Capacity-Constrained Online Convex Optimization with Delayed Feedback

Online learning with delayed feedback typically assumes that the learner can track all pending rounds until their feedback arrives. In practice, tracking resources are finite, and feedback from untracked rounds is permanently lost. In this paper, we study delayed online convex optimization (OCO) under a hard capacity constraint, where at most $C$ pending rounds can be tracked at any time. To model delay information, we introduce a semi-clairvoyant model that refines the clairvoyant assumption from prior work: rather than requiring delays to be known at prediction time, the learner observes delay expirations online, consistent with the classical unconstrained delayed setting. Our approach proceeds via a reduction to a novel ``delayed and weighted'' OCO problem, using a scheduler that randomizes tracking decisions and importance-weights the resulting observations. For this base problem, we propose and analyze Delayed-Weighted FTRL and its bandit analogue, establishing regret bounds that explicitly characterize the interaction between time-varying weights and delayed feedback. Combining these base learners with our schedulers yields the first regret guarantees for capacity-constrained OCO under convex and strongly convex losses, for both first-order and bandit feedback. For first-order feedback, capacity $C = Ω(\log T)$ suffices to recover standard delayed OCO rates up to logarithmic factors. For bandit feedback, the regret rates are modulated by powers of $(1 + σ_{\text{max}}/C)$, where $σ_{\text{max}}$ is the maximum number of pending observations at any time. This allows the regret bound to degrade gracefully when $C < σ_{\text{max}}$, while remaining sublinear.

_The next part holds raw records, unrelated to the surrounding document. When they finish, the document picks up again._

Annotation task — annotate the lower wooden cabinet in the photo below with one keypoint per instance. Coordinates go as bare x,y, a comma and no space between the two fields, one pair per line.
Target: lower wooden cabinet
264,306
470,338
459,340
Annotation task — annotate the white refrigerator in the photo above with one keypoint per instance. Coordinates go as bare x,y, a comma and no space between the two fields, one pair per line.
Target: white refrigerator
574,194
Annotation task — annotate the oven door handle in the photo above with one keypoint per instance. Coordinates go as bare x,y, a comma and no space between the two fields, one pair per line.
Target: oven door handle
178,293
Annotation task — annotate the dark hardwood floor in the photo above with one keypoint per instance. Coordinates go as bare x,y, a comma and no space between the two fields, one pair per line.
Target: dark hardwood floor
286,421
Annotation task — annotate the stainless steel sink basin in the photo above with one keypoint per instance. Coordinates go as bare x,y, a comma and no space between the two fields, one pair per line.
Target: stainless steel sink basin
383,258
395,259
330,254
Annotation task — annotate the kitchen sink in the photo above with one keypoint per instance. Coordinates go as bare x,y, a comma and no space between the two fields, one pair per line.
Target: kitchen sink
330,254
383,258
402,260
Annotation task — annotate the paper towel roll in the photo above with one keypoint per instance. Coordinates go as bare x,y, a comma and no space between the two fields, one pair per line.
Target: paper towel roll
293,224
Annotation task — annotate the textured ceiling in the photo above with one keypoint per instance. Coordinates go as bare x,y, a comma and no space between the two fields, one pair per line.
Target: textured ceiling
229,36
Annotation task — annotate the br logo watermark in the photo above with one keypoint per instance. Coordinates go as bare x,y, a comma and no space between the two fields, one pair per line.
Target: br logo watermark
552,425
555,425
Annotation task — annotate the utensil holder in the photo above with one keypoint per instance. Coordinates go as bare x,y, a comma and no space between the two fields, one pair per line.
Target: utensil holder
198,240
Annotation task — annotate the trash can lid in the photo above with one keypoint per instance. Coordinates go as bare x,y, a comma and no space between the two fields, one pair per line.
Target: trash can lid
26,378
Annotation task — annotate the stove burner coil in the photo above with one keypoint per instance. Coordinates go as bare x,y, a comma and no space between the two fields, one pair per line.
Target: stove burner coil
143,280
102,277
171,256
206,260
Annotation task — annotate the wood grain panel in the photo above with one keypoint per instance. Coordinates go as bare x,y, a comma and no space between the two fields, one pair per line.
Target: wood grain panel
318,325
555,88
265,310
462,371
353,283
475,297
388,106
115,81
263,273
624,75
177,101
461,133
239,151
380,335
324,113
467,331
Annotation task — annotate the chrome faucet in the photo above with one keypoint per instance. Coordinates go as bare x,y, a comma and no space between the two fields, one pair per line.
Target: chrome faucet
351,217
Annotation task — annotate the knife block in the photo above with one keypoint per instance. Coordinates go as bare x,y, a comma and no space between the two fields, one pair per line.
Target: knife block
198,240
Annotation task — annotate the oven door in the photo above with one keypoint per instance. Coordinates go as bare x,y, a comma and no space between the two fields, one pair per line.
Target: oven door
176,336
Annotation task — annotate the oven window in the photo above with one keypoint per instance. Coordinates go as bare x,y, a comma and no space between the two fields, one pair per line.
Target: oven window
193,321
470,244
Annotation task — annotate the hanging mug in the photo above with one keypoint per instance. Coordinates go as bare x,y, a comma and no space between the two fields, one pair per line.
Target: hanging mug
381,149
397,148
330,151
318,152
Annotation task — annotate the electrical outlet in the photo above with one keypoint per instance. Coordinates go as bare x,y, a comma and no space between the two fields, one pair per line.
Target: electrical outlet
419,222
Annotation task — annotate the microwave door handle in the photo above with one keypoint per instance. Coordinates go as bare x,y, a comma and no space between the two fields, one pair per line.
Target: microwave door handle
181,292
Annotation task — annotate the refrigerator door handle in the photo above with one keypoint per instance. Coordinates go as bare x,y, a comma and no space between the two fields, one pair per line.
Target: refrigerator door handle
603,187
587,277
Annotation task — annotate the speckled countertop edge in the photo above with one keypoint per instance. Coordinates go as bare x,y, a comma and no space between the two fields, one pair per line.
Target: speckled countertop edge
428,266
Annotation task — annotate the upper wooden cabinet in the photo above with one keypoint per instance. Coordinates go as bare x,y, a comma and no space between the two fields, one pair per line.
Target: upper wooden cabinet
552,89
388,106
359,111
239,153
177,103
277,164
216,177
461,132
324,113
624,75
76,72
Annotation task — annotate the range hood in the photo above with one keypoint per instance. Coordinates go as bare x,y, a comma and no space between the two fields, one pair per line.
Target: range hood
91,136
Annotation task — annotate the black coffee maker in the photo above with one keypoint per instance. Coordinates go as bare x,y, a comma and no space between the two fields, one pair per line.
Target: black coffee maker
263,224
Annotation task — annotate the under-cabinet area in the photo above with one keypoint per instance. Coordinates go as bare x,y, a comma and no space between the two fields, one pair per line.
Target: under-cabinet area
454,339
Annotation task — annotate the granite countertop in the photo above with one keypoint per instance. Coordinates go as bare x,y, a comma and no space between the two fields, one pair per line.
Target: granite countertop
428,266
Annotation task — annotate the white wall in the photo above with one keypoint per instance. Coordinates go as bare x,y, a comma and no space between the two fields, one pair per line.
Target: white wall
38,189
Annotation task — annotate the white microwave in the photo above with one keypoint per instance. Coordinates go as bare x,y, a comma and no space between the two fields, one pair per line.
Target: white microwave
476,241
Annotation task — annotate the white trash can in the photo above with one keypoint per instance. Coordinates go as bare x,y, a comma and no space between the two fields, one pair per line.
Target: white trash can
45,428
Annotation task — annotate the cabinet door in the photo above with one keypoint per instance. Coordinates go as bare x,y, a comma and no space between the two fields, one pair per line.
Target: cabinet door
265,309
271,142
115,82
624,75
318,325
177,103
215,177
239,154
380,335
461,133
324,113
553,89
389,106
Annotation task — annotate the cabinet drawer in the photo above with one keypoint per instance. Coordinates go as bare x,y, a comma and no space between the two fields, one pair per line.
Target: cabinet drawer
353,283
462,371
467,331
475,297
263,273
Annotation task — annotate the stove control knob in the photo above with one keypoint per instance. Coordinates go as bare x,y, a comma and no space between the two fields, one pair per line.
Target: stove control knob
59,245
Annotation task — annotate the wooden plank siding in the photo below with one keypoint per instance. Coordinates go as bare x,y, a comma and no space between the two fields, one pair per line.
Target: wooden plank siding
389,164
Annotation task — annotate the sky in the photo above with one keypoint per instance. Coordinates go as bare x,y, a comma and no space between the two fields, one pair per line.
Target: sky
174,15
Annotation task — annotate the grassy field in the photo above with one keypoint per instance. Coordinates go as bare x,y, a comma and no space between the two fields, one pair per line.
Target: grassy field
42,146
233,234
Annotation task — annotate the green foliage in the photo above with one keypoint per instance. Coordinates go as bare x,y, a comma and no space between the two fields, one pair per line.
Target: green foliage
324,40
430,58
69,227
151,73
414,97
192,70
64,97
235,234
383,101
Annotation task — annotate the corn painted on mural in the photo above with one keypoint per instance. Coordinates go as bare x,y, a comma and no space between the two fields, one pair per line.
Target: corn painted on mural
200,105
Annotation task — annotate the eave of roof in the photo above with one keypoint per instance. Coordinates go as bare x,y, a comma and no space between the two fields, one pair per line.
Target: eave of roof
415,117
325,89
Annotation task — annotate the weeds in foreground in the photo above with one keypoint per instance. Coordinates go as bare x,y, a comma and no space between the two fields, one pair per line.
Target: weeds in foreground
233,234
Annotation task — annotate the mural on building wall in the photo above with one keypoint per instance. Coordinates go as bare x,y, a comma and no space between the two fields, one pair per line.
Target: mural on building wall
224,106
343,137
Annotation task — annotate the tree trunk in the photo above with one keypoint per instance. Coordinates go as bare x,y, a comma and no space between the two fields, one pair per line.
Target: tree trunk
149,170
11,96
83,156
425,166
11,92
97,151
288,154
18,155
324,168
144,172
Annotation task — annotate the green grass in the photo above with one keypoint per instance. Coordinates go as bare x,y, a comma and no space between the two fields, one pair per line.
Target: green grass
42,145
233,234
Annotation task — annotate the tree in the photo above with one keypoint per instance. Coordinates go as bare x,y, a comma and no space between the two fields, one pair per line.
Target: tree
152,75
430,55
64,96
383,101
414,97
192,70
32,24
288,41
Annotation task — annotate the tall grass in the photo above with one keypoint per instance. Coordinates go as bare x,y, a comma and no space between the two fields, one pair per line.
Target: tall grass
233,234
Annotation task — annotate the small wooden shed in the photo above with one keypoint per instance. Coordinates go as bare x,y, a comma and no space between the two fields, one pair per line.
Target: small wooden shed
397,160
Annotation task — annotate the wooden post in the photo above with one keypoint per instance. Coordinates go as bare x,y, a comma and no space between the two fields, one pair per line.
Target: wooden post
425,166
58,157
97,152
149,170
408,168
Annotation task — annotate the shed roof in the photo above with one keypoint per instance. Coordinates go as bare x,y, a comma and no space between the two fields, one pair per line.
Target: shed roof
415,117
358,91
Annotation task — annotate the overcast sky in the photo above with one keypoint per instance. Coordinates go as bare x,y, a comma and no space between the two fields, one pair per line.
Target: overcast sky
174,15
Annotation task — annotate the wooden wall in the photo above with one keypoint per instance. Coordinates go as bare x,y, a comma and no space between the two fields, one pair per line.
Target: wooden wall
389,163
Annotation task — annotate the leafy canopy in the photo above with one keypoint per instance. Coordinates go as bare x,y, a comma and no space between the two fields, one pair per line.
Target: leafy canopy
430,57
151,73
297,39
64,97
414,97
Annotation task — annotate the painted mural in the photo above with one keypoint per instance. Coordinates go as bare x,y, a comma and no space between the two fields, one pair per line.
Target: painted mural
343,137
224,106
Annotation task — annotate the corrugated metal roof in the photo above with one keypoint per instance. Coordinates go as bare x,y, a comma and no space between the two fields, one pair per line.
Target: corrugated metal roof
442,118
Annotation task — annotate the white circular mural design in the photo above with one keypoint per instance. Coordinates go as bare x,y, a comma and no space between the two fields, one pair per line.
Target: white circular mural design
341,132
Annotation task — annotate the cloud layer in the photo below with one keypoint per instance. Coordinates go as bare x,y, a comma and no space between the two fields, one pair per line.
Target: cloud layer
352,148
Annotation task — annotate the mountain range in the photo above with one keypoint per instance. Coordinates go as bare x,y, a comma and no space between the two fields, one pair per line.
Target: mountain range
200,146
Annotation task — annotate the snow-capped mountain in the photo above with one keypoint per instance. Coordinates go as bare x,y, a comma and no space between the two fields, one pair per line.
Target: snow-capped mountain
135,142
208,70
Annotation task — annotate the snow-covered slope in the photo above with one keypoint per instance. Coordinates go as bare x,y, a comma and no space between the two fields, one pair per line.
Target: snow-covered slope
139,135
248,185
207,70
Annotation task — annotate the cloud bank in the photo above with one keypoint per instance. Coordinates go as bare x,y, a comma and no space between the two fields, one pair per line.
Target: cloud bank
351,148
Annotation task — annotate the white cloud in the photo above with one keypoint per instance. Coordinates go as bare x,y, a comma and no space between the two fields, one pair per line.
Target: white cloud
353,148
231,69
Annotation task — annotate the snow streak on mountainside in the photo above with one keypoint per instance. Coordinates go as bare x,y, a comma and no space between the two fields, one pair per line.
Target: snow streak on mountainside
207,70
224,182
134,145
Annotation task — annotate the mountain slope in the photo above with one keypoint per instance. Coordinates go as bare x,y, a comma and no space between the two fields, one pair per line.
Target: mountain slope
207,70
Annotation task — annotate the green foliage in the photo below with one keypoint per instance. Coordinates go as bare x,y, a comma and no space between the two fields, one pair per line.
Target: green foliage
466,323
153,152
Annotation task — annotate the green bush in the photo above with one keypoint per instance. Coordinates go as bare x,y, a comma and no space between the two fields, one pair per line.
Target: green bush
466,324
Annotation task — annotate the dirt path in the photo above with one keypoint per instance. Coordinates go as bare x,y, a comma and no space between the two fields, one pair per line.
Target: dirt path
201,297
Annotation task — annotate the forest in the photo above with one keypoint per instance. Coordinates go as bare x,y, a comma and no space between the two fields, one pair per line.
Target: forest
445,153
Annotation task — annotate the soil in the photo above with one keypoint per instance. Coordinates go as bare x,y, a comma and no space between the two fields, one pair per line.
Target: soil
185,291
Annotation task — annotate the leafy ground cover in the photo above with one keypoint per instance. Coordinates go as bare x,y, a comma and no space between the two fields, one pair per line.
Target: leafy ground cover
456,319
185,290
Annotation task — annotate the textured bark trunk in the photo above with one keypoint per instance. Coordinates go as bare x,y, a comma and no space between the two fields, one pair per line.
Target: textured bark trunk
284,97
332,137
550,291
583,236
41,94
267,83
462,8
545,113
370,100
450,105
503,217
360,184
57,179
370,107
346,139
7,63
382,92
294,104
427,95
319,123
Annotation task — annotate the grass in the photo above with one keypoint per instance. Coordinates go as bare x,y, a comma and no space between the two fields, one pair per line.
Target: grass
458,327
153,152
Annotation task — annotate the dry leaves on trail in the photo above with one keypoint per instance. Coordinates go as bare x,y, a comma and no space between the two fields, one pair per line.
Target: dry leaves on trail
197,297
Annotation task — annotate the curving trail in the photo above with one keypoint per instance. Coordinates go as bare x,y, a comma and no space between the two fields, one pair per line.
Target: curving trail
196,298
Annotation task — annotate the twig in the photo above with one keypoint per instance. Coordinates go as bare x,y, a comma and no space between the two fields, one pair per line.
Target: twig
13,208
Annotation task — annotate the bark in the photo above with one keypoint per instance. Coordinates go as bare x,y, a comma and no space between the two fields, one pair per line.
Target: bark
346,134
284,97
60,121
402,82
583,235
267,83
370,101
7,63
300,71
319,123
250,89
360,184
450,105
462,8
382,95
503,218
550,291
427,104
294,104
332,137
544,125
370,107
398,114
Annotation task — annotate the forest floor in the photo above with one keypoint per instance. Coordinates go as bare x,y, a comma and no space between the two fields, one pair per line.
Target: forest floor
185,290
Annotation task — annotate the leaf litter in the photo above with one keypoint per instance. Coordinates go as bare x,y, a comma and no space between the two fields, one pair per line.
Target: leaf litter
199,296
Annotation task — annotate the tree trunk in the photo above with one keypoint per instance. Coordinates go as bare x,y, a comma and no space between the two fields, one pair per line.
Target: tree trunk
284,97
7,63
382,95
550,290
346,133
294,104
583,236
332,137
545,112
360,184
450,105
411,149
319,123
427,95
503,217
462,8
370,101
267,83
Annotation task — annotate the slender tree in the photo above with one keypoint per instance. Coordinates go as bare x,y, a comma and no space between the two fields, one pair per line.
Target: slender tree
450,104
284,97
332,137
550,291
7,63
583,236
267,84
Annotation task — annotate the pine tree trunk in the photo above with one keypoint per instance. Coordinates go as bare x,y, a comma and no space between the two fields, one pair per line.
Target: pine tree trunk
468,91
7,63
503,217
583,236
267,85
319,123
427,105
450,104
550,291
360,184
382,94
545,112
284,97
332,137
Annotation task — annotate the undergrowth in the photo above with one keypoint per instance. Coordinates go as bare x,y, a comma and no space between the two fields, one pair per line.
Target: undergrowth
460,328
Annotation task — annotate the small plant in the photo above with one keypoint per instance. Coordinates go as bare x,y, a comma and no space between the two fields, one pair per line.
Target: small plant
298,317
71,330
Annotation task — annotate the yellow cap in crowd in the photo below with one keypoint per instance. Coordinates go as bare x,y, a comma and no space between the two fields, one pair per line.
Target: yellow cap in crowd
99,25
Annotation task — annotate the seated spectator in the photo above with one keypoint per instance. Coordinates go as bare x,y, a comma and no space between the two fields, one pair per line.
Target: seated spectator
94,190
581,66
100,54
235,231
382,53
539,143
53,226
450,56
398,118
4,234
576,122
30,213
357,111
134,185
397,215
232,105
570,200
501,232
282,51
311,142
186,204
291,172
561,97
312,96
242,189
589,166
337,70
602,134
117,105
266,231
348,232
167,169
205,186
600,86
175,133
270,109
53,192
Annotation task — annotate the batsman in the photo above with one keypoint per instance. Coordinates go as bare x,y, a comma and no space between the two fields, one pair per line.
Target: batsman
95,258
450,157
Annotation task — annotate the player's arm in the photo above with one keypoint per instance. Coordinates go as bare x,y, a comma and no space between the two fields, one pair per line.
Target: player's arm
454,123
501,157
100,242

翻译：具有延迟反馈的在线学习通常假设学习者可以跟踪所有待处理轮次直至其反馈到达。然而实践中，跟踪资源是有限的，未被跟踪轮次的反馈将永久丢失。本文研究在严格容量约束下的延迟在线凸优化问题，其中任意时刻最多可跟踪C个待处理轮次。为建模延迟信息，我们提出一种半预见性模型，该模型细化了先前工作中的全预见假设：学习者无需在预测时已知延迟，而是像经典无约束延迟设置一样，在延迟到期时在线观察延迟信息。我们的方法通过将问题归约为新颖的"延迟加权"在线凸优化问题来实现，其中采用随机化跟踪决策的调度器，并对产生的观测结果进行重要性加权。针对该基础问题，我们提出并分析了延迟加权FTRL算法及其对应的赌博机算法，建立了明确刻画时变权重与延迟反馈交互关系的遗憾上界。将上述基础学习器与我们的调度器相结合，首次获得了凸损失与强凸损失下容量受限在线凸优化问题的一阶反馈和赌博机反馈的遗憾保证。对于一阶反馈，容量C = Ω(log T)即可在忽略对数因子恢复标准延迟在线凸优化的收敛速率。对于赌博机反馈，遗憾率由(1 + σ_max/C)的幂次决定，其中σ_max为任意时刻最大待处理观测数。这使得当C < σ_max时，遗憾界能够优雅退化，同时保持次线性特性。